The Soviet Union tested their first atomic bomb three years after May was sentenced, in 1949. He was caught when Gouzenko defected from the Soviet Union, turning himself in to the RCMP with dozens of papers on Montreal lab research implicating May literally stuffed down his shirt – a highly-televized affair that catalyzed the Red Scare in Canada. Brown contended that, had he been caught earlier, the Soviet nuclear program would have been set back by two or three more years.
For Milner, security was not something he could recollect with any conviction. Beyond an identification card with his picture and thumbprint on it, he couldn’t remember much heavy security around the UdeM facility.
“There was a great deal of spying going on at that time. … There were locks of a fairly serious nature,” says Milner. “I don’t think it was very stringent. They certainly didn’t manage to catch me taking photographs.”
I ask him whether he had ever met May, his compatriot who could have been leaking Milner’s research to the Soviet Union right as they stood there chatting in a UdeM hallway.
“Oh, the spy. I don’t think so. I might have,” says Milner.
At 8:15 a.m. on August 6, 1945, the American B-29 bomber the Enola Gay dropped the atomic bomb codenamed “Little Boy” on Hiroshima, Japan. Three days later, at 11:02 a.m., a second bomb codenamed “Fat Man,” after British Prime Minister Winston Churchill, was dropped on Nagasaki.
“I was very surprised, very shocked. I thought it was a terrible way of introducing this…sort of power,” says Milner.
The Montreal laboratory played little to no role in the design, production, and execution of the bomb attacks in the Second World War. Nevertheless, Milner “didn’t feel good,” and a few years after finishing up at the Montreal lab in 1946, he spent a few years at the new nuclear research site in Chalk River – the site of the first nuclear reactor ever to be built outside of America – before finally arriving at McGill. Milner also helped develop McGill’s cyclotron, a particle accelerator machine used in nuclear physics experiments, at McGill in the late forties before departing from the field of electrical engineering and atomic physics and pursuing a PhD in psychology.
“This was an American deal entirely. … We couldn’t have made bombs…the way we were going about it, from a [nuclear] power reactor,” says Milner.

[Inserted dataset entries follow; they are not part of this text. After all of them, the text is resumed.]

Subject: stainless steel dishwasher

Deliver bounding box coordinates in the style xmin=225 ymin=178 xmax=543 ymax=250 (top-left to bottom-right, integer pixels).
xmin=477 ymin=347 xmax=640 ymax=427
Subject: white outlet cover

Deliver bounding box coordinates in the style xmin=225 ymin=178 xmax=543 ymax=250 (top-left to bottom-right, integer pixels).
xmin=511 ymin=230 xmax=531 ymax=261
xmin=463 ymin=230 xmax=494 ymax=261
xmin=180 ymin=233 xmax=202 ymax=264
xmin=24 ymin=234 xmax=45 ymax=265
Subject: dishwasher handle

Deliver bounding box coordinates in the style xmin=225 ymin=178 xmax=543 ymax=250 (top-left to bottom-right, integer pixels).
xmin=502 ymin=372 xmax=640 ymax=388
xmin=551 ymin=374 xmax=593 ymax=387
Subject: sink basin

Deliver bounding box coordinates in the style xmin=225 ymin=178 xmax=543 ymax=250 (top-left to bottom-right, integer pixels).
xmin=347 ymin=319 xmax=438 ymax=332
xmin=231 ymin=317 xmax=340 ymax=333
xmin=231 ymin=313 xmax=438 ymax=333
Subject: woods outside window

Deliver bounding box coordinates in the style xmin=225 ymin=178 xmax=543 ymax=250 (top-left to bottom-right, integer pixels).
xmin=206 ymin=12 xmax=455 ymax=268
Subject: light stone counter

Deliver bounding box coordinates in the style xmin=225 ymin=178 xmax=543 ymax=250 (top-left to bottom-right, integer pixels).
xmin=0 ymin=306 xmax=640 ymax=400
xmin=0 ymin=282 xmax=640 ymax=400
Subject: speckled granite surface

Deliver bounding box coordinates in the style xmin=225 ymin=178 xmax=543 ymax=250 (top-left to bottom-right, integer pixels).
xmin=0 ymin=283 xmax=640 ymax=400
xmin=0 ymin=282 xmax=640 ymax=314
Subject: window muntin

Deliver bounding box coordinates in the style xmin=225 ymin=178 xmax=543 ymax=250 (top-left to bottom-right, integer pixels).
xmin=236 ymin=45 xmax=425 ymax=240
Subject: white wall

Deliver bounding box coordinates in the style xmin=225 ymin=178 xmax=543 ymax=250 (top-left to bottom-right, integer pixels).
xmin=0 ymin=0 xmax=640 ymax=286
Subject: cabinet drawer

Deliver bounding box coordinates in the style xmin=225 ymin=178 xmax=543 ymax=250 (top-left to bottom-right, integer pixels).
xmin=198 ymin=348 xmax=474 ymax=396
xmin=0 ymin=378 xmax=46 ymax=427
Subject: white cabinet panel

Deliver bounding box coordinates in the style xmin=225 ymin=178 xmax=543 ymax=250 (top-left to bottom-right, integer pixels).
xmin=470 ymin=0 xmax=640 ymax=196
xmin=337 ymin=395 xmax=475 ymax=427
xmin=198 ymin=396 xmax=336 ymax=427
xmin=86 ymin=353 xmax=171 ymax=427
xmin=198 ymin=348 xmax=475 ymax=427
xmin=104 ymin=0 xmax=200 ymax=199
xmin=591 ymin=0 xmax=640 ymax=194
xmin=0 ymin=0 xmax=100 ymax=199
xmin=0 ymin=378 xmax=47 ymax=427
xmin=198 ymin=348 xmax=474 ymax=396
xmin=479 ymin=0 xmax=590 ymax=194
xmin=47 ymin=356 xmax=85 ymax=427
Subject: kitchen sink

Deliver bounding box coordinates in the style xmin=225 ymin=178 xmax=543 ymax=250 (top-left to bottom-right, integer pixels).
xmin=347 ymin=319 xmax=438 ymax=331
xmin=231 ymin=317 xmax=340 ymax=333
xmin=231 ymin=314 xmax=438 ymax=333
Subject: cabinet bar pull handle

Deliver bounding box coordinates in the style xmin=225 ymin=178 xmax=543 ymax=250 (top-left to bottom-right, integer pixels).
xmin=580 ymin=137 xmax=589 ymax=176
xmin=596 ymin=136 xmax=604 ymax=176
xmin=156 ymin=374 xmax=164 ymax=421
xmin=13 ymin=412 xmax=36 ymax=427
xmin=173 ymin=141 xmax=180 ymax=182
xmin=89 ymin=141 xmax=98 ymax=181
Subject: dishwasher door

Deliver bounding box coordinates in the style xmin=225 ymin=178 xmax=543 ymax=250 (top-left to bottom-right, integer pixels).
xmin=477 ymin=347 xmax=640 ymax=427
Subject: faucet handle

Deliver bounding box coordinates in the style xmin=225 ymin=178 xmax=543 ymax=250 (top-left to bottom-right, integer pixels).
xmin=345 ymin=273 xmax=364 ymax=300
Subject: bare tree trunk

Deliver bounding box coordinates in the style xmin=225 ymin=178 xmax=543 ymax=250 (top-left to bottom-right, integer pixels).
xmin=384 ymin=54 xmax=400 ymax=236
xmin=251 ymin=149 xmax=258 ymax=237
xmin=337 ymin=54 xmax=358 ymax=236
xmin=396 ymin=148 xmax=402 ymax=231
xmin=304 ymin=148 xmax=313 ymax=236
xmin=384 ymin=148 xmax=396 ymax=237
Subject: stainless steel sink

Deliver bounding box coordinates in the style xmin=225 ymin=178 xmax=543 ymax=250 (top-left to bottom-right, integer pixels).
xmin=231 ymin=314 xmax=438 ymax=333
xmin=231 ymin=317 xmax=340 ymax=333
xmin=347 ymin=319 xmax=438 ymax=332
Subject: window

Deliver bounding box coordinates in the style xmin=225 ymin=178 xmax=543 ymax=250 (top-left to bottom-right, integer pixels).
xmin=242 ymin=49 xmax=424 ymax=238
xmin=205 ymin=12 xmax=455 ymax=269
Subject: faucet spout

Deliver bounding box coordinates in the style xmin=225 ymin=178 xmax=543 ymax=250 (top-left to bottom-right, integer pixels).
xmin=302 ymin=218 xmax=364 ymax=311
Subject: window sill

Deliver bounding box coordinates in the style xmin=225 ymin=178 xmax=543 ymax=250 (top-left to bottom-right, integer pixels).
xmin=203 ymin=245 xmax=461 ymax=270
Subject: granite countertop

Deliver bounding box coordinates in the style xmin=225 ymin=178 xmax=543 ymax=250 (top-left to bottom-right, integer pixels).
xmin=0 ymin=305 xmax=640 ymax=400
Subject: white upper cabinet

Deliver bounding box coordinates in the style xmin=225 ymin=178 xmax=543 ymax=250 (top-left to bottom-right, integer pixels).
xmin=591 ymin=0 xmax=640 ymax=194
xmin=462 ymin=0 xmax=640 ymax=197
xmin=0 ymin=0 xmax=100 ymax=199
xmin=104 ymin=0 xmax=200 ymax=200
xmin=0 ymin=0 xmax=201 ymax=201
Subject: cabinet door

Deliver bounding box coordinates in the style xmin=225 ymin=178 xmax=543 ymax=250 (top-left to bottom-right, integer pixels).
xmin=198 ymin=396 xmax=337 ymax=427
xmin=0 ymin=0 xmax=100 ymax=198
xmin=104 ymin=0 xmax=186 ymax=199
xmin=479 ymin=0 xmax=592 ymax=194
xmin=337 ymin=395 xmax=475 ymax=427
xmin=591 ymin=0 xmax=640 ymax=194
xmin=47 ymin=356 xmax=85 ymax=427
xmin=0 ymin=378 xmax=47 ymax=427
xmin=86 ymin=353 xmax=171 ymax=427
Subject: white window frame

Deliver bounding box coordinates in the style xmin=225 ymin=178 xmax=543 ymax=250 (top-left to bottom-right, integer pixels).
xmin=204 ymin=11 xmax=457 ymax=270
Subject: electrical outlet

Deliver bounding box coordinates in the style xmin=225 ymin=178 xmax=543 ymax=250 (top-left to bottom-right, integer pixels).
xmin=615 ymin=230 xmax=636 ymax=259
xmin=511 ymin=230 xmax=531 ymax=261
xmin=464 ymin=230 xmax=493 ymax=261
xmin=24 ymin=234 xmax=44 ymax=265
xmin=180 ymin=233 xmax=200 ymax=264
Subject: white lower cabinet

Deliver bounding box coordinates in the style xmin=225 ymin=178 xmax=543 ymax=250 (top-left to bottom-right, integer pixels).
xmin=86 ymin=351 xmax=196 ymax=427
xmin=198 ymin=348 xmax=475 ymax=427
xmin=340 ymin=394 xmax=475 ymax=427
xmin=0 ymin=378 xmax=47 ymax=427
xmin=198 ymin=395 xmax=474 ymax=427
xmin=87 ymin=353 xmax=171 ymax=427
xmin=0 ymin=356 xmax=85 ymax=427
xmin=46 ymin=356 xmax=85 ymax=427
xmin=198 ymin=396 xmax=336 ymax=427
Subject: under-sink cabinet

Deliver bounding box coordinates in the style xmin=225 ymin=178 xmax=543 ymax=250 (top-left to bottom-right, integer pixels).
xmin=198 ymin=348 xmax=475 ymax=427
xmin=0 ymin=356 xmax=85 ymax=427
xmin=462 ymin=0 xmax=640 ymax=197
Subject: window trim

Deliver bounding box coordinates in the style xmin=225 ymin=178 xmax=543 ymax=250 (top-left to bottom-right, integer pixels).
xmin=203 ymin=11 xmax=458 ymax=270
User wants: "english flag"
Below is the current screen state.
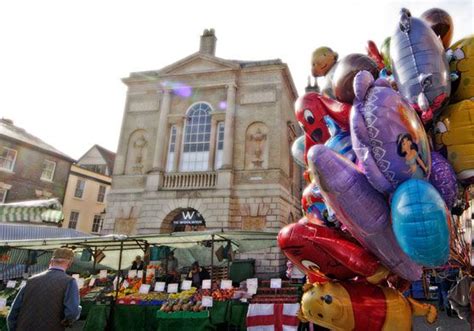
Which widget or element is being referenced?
[247,303,300,331]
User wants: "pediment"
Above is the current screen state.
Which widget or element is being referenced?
[159,53,239,75]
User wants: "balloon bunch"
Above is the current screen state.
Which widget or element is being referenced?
[284,8,474,330]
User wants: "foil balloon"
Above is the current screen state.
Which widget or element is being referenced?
[311,47,338,99]
[308,145,421,281]
[390,9,451,123]
[332,54,379,104]
[301,281,438,331]
[291,135,306,168]
[278,219,388,284]
[420,8,454,49]
[351,71,431,193]
[449,35,474,103]
[430,152,458,210]
[391,179,449,267]
[295,92,351,144]
[435,100,474,184]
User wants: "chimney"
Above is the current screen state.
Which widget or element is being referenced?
[199,29,217,56]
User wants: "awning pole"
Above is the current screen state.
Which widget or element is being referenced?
[211,235,214,284]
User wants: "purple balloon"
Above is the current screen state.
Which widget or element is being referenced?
[308,145,421,281]
[430,152,458,209]
[350,71,431,193]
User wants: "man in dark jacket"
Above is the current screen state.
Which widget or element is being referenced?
[7,248,81,331]
[187,261,211,288]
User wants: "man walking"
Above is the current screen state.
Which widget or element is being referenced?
[7,248,81,331]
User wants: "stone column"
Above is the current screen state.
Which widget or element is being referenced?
[153,90,171,171]
[222,84,236,169]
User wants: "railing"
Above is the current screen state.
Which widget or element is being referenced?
[161,172,217,190]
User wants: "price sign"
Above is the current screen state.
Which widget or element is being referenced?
[155,282,166,292]
[247,278,258,288]
[221,279,232,290]
[270,278,281,288]
[202,296,213,307]
[168,283,178,293]
[7,280,16,288]
[138,284,151,294]
[181,280,192,291]
[202,279,211,290]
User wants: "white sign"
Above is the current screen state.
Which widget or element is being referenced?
[7,280,16,288]
[155,282,166,292]
[202,296,213,307]
[270,278,281,288]
[168,283,179,293]
[181,280,192,291]
[138,284,151,294]
[247,278,258,288]
[202,279,211,290]
[221,279,232,290]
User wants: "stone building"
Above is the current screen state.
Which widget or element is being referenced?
[0,118,74,203]
[103,30,301,274]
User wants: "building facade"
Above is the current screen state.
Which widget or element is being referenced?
[103,30,301,274]
[0,119,74,203]
[63,145,115,234]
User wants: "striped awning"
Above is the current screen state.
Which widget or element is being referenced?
[0,199,64,224]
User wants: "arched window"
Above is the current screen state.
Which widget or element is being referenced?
[166,125,176,172]
[180,103,212,171]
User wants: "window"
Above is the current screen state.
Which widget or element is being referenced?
[74,179,86,198]
[0,147,16,171]
[214,122,224,169]
[92,215,103,233]
[68,211,79,229]
[0,188,8,203]
[41,160,56,182]
[97,185,107,202]
[180,103,212,171]
[166,125,176,172]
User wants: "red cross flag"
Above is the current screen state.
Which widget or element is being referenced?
[247,303,300,331]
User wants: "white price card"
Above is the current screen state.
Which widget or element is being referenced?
[138,284,151,294]
[128,269,137,279]
[202,296,213,307]
[181,280,192,291]
[155,282,166,292]
[202,279,211,290]
[168,283,179,293]
[270,278,281,288]
[247,278,258,288]
[7,280,16,288]
[221,279,232,290]
[99,270,107,279]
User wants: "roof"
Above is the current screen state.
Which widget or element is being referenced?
[0,118,74,162]
[0,223,88,241]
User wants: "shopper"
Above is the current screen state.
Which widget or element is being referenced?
[7,248,81,331]
[187,261,211,288]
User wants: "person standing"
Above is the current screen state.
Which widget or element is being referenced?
[7,248,81,331]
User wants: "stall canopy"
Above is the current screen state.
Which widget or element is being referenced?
[0,199,64,224]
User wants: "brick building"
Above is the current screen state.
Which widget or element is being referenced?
[103,30,301,275]
[0,119,74,203]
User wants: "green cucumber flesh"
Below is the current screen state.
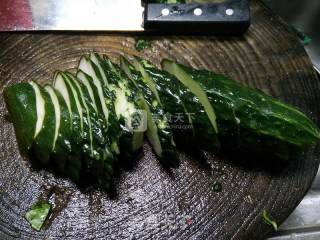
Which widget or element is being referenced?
[77,70,99,114]
[30,81,45,138]
[121,56,178,162]
[139,59,220,151]
[45,85,61,151]
[79,57,109,125]
[3,83,37,153]
[161,59,218,133]
[132,57,161,104]
[58,72,83,136]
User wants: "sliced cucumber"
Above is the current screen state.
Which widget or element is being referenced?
[90,53,108,86]
[132,57,161,104]
[121,56,178,166]
[139,59,221,151]
[45,85,61,150]
[99,56,143,154]
[77,70,99,114]
[30,81,46,138]
[161,59,218,133]
[79,57,109,125]
[67,73,116,188]
[30,83,56,164]
[3,83,37,153]
[53,72,83,137]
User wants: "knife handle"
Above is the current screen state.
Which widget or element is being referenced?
[144,0,250,35]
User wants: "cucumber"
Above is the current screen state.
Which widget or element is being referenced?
[30,82,45,138]
[79,57,120,155]
[137,59,221,152]
[103,56,144,155]
[90,53,143,159]
[53,71,83,135]
[78,57,109,125]
[67,73,116,189]
[30,82,56,165]
[163,60,320,160]
[132,57,161,104]
[45,85,76,175]
[162,60,218,133]
[121,58,178,167]
[53,71,83,181]
[3,83,37,154]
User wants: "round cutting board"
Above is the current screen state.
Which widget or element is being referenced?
[0,1,320,240]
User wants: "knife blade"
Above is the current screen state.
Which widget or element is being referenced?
[0,0,250,33]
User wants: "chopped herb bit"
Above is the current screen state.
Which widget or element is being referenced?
[135,39,151,52]
[150,0,186,4]
[212,182,222,192]
[25,201,51,231]
[262,210,278,231]
[291,26,312,46]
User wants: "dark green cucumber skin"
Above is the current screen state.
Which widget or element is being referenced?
[98,56,142,165]
[3,83,37,154]
[52,86,74,176]
[139,59,220,151]
[123,59,179,167]
[165,61,320,160]
[29,86,55,165]
[68,73,115,189]
[82,58,121,154]
[60,72,83,182]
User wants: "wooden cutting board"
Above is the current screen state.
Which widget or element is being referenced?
[0,1,320,240]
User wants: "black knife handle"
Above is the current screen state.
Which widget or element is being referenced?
[144,0,250,35]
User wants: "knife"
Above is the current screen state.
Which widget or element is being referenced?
[0,0,250,34]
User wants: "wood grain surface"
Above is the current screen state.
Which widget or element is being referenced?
[0,1,320,240]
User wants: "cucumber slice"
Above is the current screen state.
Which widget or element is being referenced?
[67,73,93,155]
[30,83,56,165]
[45,85,61,151]
[53,72,83,134]
[90,53,108,86]
[63,73,116,189]
[3,83,37,153]
[161,59,218,133]
[77,70,99,114]
[132,57,161,104]
[121,56,178,166]
[139,59,221,151]
[30,81,46,138]
[78,57,109,125]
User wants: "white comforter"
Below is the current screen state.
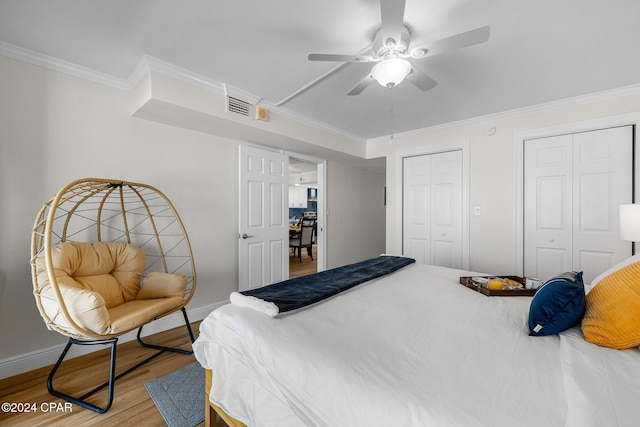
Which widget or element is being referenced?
[194,264,640,427]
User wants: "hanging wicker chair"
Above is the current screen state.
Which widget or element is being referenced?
[31,178,196,413]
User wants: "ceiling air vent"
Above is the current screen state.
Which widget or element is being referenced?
[227,95,253,118]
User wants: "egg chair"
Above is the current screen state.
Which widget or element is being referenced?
[31,178,196,413]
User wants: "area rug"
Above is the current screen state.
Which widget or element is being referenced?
[144,362,204,427]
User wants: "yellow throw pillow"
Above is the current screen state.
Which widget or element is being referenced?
[136,271,187,299]
[582,262,640,350]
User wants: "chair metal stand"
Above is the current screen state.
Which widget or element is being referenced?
[47,307,195,414]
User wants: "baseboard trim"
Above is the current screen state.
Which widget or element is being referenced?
[0,301,229,379]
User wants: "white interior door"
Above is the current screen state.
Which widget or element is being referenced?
[403,150,463,268]
[238,146,289,290]
[524,126,633,283]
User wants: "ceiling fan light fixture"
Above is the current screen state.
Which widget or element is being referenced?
[371,58,411,87]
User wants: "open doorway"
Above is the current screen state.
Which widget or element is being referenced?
[289,156,325,278]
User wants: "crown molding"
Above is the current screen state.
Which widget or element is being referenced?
[0,41,366,142]
[0,41,131,90]
[366,84,640,144]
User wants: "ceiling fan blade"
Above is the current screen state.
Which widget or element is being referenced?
[347,74,374,96]
[411,26,491,58]
[309,53,374,62]
[405,67,438,92]
[380,0,405,48]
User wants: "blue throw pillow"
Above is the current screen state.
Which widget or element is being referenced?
[529,271,585,336]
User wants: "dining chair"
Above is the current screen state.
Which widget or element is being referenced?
[289,218,316,262]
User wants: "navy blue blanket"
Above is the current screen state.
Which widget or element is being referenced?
[231,255,415,316]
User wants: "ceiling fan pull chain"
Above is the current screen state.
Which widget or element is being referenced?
[389,87,393,144]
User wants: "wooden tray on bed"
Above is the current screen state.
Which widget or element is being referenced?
[460,276,537,297]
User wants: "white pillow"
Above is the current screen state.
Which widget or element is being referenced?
[584,253,640,295]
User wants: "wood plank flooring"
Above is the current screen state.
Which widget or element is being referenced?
[0,246,317,427]
[0,322,204,427]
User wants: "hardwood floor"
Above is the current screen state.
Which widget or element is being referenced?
[289,245,318,279]
[0,252,317,427]
[0,322,204,427]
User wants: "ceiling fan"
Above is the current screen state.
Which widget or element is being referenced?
[309,0,490,96]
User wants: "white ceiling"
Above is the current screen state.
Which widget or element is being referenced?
[0,0,640,139]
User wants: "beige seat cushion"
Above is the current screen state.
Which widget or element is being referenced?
[136,271,187,299]
[109,297,184,334]
[51,242,146,308]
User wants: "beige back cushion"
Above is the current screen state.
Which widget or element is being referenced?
[51,242,146,309]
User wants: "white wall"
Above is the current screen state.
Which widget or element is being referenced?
[367,87,640,274]
[0,56,384,377]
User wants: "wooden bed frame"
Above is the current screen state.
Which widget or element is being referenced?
[204,369,247,427]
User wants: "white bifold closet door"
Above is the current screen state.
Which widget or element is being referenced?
[402,150,462,268]
[524,126,633,283]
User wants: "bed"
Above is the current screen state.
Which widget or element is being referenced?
[194,263,640,427]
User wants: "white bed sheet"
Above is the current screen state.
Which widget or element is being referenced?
[194,264,640,427]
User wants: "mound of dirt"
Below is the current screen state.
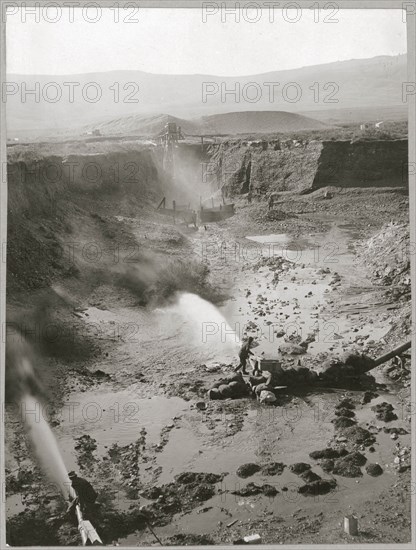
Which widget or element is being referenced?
[371,401,397,422]
[289,462,311,475]
[309,447,348,460]
[261,462,286,476]
[357,222,411,300]
[231,482,279,497]
[340,426,376,447]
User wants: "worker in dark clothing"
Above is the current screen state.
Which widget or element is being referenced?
[68,472,97,514]
[234,336,254,374]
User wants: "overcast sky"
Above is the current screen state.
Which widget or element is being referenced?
[6,7,406,76]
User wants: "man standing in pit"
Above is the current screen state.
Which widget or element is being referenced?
[234,336,254,374]
[68,472,98,515]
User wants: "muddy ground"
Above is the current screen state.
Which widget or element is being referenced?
[6,188,414,546]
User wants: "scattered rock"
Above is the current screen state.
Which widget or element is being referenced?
[335,409,355,418]
[319,458,334,473]
[371,401,397,422]
[335,397,355,409]
[341,426,376,447]
[300,470,322,483]
[361,391,378,405]
[261,462,286,476]
[237,462,261,478]
[332,416,357,430]
[365,464,383,477]
[289,462,311,475]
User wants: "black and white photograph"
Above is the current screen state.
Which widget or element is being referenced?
[0,0,416,550]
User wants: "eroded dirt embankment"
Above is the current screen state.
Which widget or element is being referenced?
[210,140,408,195]
[7,139,410,545]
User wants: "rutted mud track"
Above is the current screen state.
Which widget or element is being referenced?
[4,183,412,545]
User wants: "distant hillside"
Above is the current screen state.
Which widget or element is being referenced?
[84,111,328,136]
[7,55,407,136]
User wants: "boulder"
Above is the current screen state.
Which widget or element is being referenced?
[237,462,261,478]
[289,462,311,475]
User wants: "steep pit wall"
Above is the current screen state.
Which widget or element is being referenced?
[7,146,163,294]
[312,139,408,189]
[210,140,408,196]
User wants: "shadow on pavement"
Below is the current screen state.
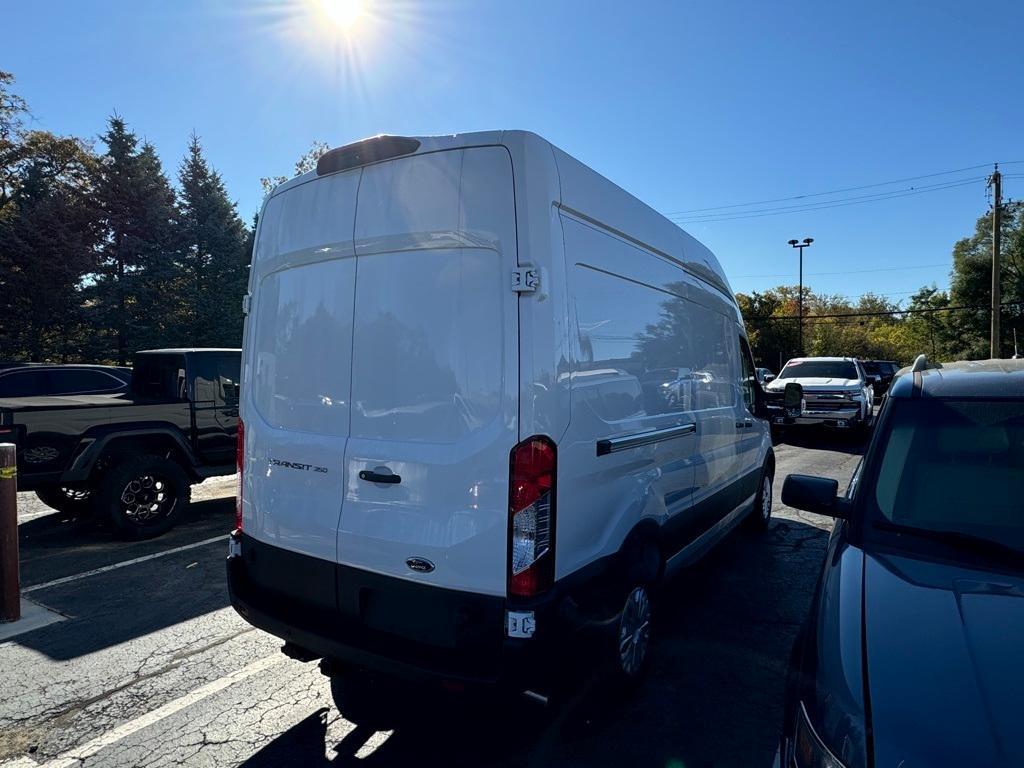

Despite McGill’s perceived affinity with this particular kind of research, history has effectively absolved both the University and the Montreal laboratory of any lingering guilt regarding the atomic bomb and its infamous debut. While the Montreal laboratory did make significant discoveries regarding the production of atomic bomb material, the lab was left behind as the Americans began producing their own material. The broader philosophical debate regarding its use, however, only seems to become more complicate with time.
“It does help to take time,” says Morton, although the professor admitted a few minutes later that “history drags you through things, and leaves you not as certain about things.”
Milner, for his part, 66 years after being offered a top-secret job at a new nuclear research laboratory in Canada, still seems torn about the violent birth of the atomic age.
“It may have been right. At the time I certainly didn’t think so.”